No entanto, essa própria noção de distinguir entre desejos autênticos e “falsas necessidades”—aquelas fabricadas pelo sistema—tem atraído críticas significativas, notavelmente por seu elitismo percebido. Críticos argumentam que Marcuse, de um ponto de vista intelectual, presume ditar o que constitui as “verdadeiras” necessidades humanas, potencialmente desconsiderando a satisfação genuína que os indivíduos podem derivar de bens de consumo ou das escolhas disponíveis dentro da estrutura existente. Assim, isso minaria a autonomia das próprias pessoas que ele procurava libertar.

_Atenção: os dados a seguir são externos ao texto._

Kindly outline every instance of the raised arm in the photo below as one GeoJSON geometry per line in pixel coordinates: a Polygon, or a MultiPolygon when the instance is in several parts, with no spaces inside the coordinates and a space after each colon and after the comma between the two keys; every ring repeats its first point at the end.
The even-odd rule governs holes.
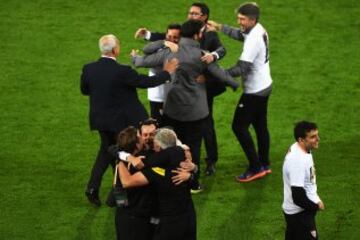
{"type": "Polygon", "coordinates": [[[126,71],[126,75],[122,76],[122,79],[123,82],[129,86],[138,88],[156,87],[171,80],[170,74],[175,72],[178,64],[179,61],[176,58],[166,61],[163,67],[164,71],[151,77],[139,74],[129,67],[129,70],[126,71]]]}
{"type": "Polygon", "coordinates": [[[145,56],[139,56],[137,54],[133,54],[132,52],[131,54],[132,62],[136,67],[146,67],[146,68],[158,67],[163,65],[169,53],[170,53],[169,49],[164,49],[162,51],[158,51],[156,53],[145,56]]]}
{"type": "Polygon", "coordinates": [[[231,27],[225,24],[223,25],[212,20],[209,20],[207,25],[212,31],[221,31],[235,40],[244,41],[244,33],[240,28],[231,27]]]}
{"type": "Polygon", "coordinates": [[[153,54],[157,52],[159,49],[164,48],[164,40],[158,40],[155,42],[150,42],[146,44],[143,48],[143,53],[145,55],[153,54]]]}
{"type": "Polygon", "coordinates": [[[231,37],[232,39],[244,41],[244,33],[240,30],[240,28],[222,25],[221,32],[231,37]]]}

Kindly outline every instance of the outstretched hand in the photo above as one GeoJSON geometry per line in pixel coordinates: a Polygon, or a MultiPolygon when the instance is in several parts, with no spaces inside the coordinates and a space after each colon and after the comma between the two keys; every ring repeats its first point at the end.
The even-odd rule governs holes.
{"type": "Polygon", "coordinates": [[[132,57],[136,57],[139,53],[139,50],[138,49],[132,49],[131,50],[131,53],[130,53],[130,56],[132,57]]]}
{"type": "Polygon", "coordinates": [[[147,32],[147,31],[149,31],[149,30],[147,30],[146,28],[139,28],[139,29],[135,32],[134,38],[135,38],[135,39],[145,38],[145,35],[146,35],[146,32],[147,32]]]}
{"type": "Polygon", "coordinates": [[[207,22],[206,28],[207,28],[209,31],[220,31],[221,28],[222,28],[222,24],[217,23],[217,22],[212,21],[212,20],[209,20],[209,21],[207,22]]]}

Marcuse: homem de múltiplas dimensões
Herbert Marcuse (1898-1979), nascido em Berlim integrou o Instituto de Pesquisa Social de Frankfurt em 1933, mas emigrou para os Estados Unidos no ano seguinte, onde se naturalizou em 1940. Tornou-se membro da Escola de Frankfurt, influenciado pela ontologia de Heidegger e pela metodologia de Weber, além de misturar os conceitos dialéticos de Hegel, as análises econômico-críticas do jovem Marx e as teorias do inconsciente de Freud. Suas ideias serviram de inspiração para a Nova Esquerda norte-americana e para os movimentos estudantis do Maio de 1968 e na crítica ao capitalismo tardio.
SAIBA MAIS
Marcuse, Herbert. Reason and Revolution. Hegel and the Rise of Social Theory. Londres, 1941. Nova York, Oxford University Press, 1955. Tradução em português. Razão e Revolução, Rio de Janeiro, Paz e Terra, 1978.
Marcuse, Herbert. A Ideologia da Sociedade Industrial: O Homem Unidimensional. Tradução em português por Giasone Rebuá. Rio de Janeiro: Zahar Editores, 1973.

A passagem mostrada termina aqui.